Le soufisme a toujours recommandé à ses adeptes d’« être dans le monde, sans être du monde ». A la différence des moines chrétiens, le disciple soufi est donc un homme (ou une femme) qui vit pleinement dans ce monde : il travaille, se marie, a des enfants, des amis, prend soin de ses parents, de sa famille, et mène une vie que l’on pourrait aisément qualifier de banale, sur le plan extérieur. A une époque où l’originalité est devenue une valeur positive, où chacun essaie de marquer sa différence par rapport aux autres, que ce soit par le langage, l’habillement, la façon de se nourrir ou les activités pratiquées, une telle indication apparaît particulièrement pertinente pour lutter contre notre ego. En effet, si nous nous mettions à mener une vie ascétique, remplie d’exercices compliqués et d’épreuves difficiles, le regard que les autres porteraient sur nous risquerait fort d’alimenter notre orgueil. Au contraire le fait d’accepter, sinon même de rechercher, une vie banale est aujourd’hui ce qu’il y a de plus pesant pour l’ego. Le disciple de la Voie est donc extérieurement une personne tout à fait ordinaire, avec un petit quelque chose en plus.
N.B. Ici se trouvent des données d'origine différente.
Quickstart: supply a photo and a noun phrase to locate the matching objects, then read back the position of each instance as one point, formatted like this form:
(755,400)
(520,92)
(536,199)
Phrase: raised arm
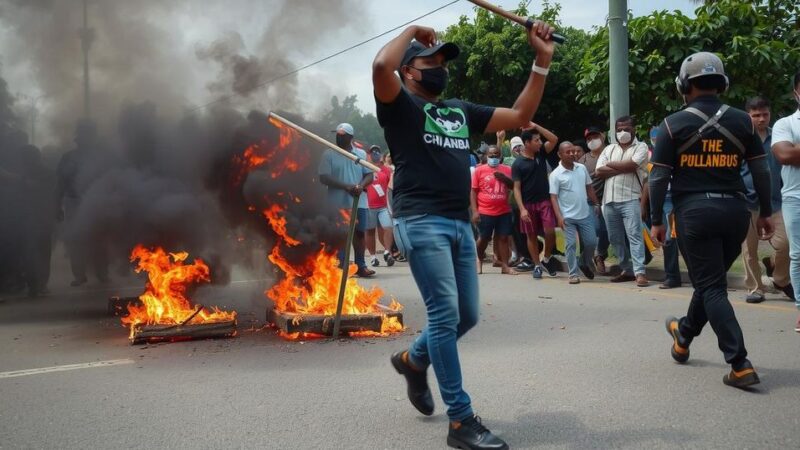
(551,140)
(528,101)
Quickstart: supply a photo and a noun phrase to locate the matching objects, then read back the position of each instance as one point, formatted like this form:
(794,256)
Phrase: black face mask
(434,80)
(344,141)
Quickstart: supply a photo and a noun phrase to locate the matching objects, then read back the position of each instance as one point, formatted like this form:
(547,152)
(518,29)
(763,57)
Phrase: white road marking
(22,373)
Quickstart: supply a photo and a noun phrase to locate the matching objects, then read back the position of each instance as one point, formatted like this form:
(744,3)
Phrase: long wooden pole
(526,22)
(337,321)
(326,143)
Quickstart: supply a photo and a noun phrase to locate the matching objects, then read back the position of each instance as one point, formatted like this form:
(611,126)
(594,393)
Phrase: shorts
(377,216)
(498,225)
(361,220)
(542,218)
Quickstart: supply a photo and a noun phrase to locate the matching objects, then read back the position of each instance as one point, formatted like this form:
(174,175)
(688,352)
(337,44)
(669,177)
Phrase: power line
(287,74)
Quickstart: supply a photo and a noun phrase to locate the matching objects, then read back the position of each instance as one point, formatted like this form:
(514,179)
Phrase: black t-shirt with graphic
(532,175)
(429,144)
(713,163)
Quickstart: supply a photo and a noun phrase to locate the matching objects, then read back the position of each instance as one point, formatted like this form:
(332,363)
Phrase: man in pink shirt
(378,215)
(491,185)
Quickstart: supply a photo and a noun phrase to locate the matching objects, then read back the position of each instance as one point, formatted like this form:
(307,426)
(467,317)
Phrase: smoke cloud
(159,170)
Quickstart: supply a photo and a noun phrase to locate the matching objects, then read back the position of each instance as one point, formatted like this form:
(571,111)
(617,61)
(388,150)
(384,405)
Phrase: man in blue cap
(429,142)
(345,179)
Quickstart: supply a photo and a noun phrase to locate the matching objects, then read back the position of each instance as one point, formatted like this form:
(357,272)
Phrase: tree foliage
(495,64)
(758,41)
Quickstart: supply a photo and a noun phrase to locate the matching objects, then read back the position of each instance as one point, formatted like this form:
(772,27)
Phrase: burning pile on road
(305,298)
(165,313)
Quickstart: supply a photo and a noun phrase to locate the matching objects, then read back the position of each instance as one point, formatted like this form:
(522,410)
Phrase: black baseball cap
(416,48)
(592,130)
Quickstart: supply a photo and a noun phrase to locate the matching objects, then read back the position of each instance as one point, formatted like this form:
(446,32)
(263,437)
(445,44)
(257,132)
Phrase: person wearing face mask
(574,202)
(429,140)
(491,184)
(596,142)
(672,270)
(378,215)
(786,148)
(623,166)
(522,262)
(699,153)
(345,180)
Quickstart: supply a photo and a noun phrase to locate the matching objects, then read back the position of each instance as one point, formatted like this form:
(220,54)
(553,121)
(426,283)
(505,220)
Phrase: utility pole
(618,61)
(87,37)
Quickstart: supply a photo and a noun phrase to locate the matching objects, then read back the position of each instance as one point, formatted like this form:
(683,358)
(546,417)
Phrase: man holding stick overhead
(429,142)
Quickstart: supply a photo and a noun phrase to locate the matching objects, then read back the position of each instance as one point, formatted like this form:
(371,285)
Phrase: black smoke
(161,171)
Ce petit quelque chose, c’est que s’il vit dans le monde, il s’efforce de ne pas s’abandonner à lui, mais de rester à chaque instant, sur le plan intérieur, fermement enraciné dans la Présence divine. Quand on parle de pauvreté spirituelle, ce qui compte n’est pas ce que l’on possède, mais l’emprise que ces choses ont sur nous. Quand on parle d’activité, l’important est moins ce que l’on fait que l’intention que l’on y met, et l’état d’esprit dans lequel nous le faisons. Et quand on parle de contemplation, alors on s’extrait de ce monde matériel pour accéder à une autre dimension, celle du monde du mystère et de l’esprit.
C’est dans cette optique que le disciple pourra s’attacher à réaliser un véritable travail spirituel. Comme nous l’avons vu, celui-ci a pour but de faire évoluer notre rapport au monde, non pas en essayant de changer le monde, mais en modifiant progressivement la perception que l’on en a. Pour ce travail, la mise en place de certains éléments va nous être d’une aide considérable, en exposant notre cœur à des effluves spirituelles qui vont à la fois le nourrir et le purifier. C’est par un recentrage progressif de l’ensemble de notre être sur la perception du cœur que vont nous être donnés les ouvertures et les états qui nous amènerons à parcourir le chemin.
Nous avons déjà évoqué la discipline de vie qu’implique le respect des rituels et des principes de l’islam. Par le double témoignage, nous rappelons à notre ego qu’il n’est pas le seul maître à bord, mais qu’au contraire c’est Dieu qui tient les rênes de notre existence. Le rituel des cinq prières par jour nous permet d’acquérir une conscience de plus en plus aiguë du temps cosmique dans lequel nous vivons, et nous donne l’occasion à intervalles réguliers de suspendre le cours du temps pour nous ressourcer, pour nous retrouver. Le jeûne du mois de Ramadan nous rappelle notre foncière dépendance envers notre corps, et donc envers son Créateur. L’aumône nous apprend à nous détacher des biens matériels, et à réaliser la grâce qui nous est faite que de pouvoir disposer de quelque chose à donner. Et le pèlerinage est comme une mort initiatique, un symbole de ce chemin de retour sur lequel nous nous sommes engagés.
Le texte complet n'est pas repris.